コンポーザブルのパラメータが変更された可能性があることを Compose が認識するたびに、再コンポーズが開始されます。再コンポーズは厳密なものではありません。つまり Compose は、パラメータが再度変更される前に再コンポーズが終わると想定します。再コンポーズが終わるより前にパラメータが変更される場合、Compose は再コンポーズをキャンセルし、新しいパラメータで再開することがあります。

再コンポーズをキャンセルした場合、Compose は再コンポーズから UI ツリーを破棄します。表示されている UI に依存する副作用がある場合、その副作用は、コンポーズがキャンセルされても適用されます。

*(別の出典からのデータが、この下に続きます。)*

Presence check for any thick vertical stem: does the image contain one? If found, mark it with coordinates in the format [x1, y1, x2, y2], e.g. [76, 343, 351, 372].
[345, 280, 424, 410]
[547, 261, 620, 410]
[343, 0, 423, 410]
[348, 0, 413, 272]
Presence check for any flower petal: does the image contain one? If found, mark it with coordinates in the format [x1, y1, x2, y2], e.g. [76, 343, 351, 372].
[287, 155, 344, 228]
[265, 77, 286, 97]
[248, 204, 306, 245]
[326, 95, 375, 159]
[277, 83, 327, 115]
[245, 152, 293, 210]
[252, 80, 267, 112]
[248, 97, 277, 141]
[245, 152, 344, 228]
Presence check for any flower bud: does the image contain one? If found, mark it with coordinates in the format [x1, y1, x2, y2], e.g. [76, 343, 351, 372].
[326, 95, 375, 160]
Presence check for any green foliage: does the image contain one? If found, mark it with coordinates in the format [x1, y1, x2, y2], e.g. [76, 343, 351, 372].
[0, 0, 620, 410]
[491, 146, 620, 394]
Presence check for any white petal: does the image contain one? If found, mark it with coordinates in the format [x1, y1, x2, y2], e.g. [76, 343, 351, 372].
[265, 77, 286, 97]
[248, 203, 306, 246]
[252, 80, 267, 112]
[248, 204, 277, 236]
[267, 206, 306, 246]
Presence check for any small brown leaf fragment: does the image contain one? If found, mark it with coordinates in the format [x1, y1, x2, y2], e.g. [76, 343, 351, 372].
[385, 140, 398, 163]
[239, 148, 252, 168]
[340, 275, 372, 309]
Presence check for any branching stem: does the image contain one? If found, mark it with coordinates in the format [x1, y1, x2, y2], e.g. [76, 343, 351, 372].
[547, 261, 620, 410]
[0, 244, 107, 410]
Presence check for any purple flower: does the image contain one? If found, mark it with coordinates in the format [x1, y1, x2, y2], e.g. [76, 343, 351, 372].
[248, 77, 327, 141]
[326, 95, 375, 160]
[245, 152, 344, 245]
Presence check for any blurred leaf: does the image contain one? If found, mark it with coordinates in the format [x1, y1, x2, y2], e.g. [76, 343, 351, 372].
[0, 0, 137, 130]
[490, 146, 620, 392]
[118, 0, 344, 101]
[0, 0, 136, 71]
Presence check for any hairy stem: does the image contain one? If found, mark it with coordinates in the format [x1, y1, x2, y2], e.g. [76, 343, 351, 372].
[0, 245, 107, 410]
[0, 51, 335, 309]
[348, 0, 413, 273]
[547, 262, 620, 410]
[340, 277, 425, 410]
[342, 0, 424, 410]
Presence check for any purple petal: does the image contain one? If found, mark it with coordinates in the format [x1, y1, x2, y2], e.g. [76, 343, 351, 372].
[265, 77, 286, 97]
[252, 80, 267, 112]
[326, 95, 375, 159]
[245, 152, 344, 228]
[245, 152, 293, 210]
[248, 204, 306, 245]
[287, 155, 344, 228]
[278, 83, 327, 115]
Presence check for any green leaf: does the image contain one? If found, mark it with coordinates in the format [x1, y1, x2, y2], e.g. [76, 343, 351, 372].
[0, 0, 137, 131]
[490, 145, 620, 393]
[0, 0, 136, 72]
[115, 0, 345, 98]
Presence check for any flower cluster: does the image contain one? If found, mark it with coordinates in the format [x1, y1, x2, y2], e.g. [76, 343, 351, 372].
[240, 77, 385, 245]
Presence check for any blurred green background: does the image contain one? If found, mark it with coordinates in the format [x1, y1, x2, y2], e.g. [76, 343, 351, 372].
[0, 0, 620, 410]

これにより、アプリの状態に一貫性がなくなる可能性があります。

厳密でない再コンポーズを処理する際には、コンポーズ可能な関数とラムダがすべて冪等であり、副作用がないことを確認してください。

コンポーズ可能な関数は何度も実行されることがある

場合によっては、コンポーズ可能な関数が UI アニメーションのフレームごとに実行されることがあります。関数がコストの高いオペレーション(デバイス ストレージからの読み取りなど)を行う場合、関数によって UI ジャンクが発生することがあります。

たとえば、ウィジェットがデバイス設定を読み取ろうとすると、その設定が 1 秒間に数百回読み取られ、アプリのパフォーマンスに深刻な影響を及ぼす可能性があります。

コンポーズ可能な関数でデータが必要な場合は、データ用のパラメータを定義する必要があります。すると、コストの高い処理をコンポーズ外の別のスレッドに移動でき、mutableStateOf または LiveData を使用してデータを Compose に渡せます。